Approaching Gorillas

Ajahn Pasanno

Approaching Gorillas

It’s good to remind ourselves of the importance of bringing mindfulness to our day to day activities. It’s easy to say “OK, just be mindful”. You hear it so often, if it becomes rote or trite it loses its impact.

A core part of practice is mindfulness, the application of mindfulness and learning how to direct mindfulness. It’s one of the key foundations of our practice and our training. When we really learn how to establish mindfulness and balance mindfulness that’s when we can start to understand the mind and its reactions more clearly.

There’s a biologist or primatologist, a scientist who studies primates, George Schaller. He was the first person to study Mountain Gorillas. He was actually the teacher to Dian Fossey. When he was studying them he was getting information back that people hadn’t know about the habits and social structure and use of a kind of language amongst the gorillas. And people asked him how he did it, because this was all very new. His answer was that the different way he did it was he never carried a gun. That allowed him to establish a trust with the gorillas and over time to approach them.

In the same way, if you think of what our minds are doing all the time, they’re not really being mindful. We’re carrying our weapons - our guns - of views and opinions, our moods and our biases, our reactivity and all of our extra baggage. So we don’t ever have a chance to recognize and see clearly what the mind is doing. We don’t see what the underlying tendencies are, nor what the underlying capabilities of the mind are.

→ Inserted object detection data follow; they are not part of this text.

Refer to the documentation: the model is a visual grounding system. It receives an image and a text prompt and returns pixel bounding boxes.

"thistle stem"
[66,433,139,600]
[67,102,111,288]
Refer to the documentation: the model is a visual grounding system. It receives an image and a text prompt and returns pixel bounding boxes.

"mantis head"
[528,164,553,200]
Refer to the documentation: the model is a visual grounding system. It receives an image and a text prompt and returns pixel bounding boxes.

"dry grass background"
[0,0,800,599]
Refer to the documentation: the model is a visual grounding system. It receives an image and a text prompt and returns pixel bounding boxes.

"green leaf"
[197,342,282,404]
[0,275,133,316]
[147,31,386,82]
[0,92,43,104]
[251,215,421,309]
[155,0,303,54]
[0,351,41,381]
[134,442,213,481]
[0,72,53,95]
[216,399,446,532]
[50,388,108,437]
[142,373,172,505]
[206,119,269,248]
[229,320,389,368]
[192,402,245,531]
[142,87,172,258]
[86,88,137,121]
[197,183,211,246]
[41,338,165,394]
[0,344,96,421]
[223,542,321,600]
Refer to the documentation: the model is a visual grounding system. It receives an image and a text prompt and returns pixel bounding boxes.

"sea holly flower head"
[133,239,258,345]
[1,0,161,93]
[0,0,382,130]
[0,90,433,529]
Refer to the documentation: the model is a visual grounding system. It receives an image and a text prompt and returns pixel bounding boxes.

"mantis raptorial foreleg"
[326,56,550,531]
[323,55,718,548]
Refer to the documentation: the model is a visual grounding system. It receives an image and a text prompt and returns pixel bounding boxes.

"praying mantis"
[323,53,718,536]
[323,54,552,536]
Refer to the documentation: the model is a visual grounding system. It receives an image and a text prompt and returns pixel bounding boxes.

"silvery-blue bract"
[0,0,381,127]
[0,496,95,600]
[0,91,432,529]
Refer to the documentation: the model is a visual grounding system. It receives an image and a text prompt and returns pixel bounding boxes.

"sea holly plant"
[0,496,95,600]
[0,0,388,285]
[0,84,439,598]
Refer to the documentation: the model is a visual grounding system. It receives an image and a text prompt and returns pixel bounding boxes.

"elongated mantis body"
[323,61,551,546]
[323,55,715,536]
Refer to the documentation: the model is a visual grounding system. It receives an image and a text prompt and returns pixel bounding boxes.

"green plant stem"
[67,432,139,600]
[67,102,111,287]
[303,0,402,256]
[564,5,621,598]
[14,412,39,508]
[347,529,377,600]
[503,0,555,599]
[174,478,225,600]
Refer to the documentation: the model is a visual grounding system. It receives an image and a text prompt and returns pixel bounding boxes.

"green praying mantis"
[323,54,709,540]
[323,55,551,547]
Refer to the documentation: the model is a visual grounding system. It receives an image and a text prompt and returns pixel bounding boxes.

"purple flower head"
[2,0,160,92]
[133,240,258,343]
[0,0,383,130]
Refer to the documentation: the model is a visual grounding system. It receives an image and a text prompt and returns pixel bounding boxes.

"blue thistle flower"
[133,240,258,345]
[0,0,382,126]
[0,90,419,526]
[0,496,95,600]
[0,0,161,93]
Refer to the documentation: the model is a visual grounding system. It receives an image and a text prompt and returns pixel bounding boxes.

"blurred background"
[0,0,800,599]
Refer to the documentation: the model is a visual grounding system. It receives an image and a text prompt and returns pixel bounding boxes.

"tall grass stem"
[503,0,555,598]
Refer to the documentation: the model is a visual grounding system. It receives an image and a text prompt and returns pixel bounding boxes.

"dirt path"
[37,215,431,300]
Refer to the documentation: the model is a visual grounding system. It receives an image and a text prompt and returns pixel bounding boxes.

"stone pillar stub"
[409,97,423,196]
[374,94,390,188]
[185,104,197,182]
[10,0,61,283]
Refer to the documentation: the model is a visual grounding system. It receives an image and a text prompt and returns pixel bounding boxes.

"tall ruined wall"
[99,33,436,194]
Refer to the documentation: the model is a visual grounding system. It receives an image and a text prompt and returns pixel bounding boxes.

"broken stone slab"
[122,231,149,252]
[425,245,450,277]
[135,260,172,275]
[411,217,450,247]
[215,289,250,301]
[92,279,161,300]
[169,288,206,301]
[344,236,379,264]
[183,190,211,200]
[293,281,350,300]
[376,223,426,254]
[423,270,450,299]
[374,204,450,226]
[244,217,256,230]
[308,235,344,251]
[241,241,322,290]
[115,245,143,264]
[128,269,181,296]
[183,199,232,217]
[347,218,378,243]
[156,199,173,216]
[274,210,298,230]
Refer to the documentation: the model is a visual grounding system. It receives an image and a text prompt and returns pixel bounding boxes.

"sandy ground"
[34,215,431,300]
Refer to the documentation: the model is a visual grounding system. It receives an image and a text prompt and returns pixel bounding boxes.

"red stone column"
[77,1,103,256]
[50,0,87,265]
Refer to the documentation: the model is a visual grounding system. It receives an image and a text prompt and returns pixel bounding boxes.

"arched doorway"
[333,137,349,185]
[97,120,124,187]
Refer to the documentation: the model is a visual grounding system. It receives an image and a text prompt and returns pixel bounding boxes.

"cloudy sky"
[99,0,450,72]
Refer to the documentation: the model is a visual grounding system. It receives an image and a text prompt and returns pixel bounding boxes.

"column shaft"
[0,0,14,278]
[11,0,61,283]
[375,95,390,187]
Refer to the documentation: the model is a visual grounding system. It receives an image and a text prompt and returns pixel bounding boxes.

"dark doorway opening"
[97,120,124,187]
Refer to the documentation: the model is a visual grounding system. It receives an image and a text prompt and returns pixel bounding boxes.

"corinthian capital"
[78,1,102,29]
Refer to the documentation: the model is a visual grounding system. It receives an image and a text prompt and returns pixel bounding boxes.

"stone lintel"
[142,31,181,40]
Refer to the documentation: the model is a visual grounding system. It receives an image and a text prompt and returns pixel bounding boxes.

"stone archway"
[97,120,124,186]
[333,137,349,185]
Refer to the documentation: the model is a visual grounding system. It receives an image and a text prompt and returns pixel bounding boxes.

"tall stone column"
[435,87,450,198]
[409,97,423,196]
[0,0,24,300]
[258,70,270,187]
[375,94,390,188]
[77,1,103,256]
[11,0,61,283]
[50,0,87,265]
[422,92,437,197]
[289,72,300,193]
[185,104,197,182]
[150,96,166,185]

So, to be willing to put down the weapons of our likes and our dislikes, our views and our opinions, and the constant chatter and commentary that we’re constantly having to overlay on the world around us. These things are constantly separating from this world, from our experience.

Get close with the fundamental quality of mindfulness, keep coming back to learning how to pay attention, to be attentive, to be aware. To do this without moving in with our reactivity; this is where we really learn about the mind. This is where we become able to establish a quality of real peace and learn to be close with our own minds.

Just putting a plug in for mindfulness.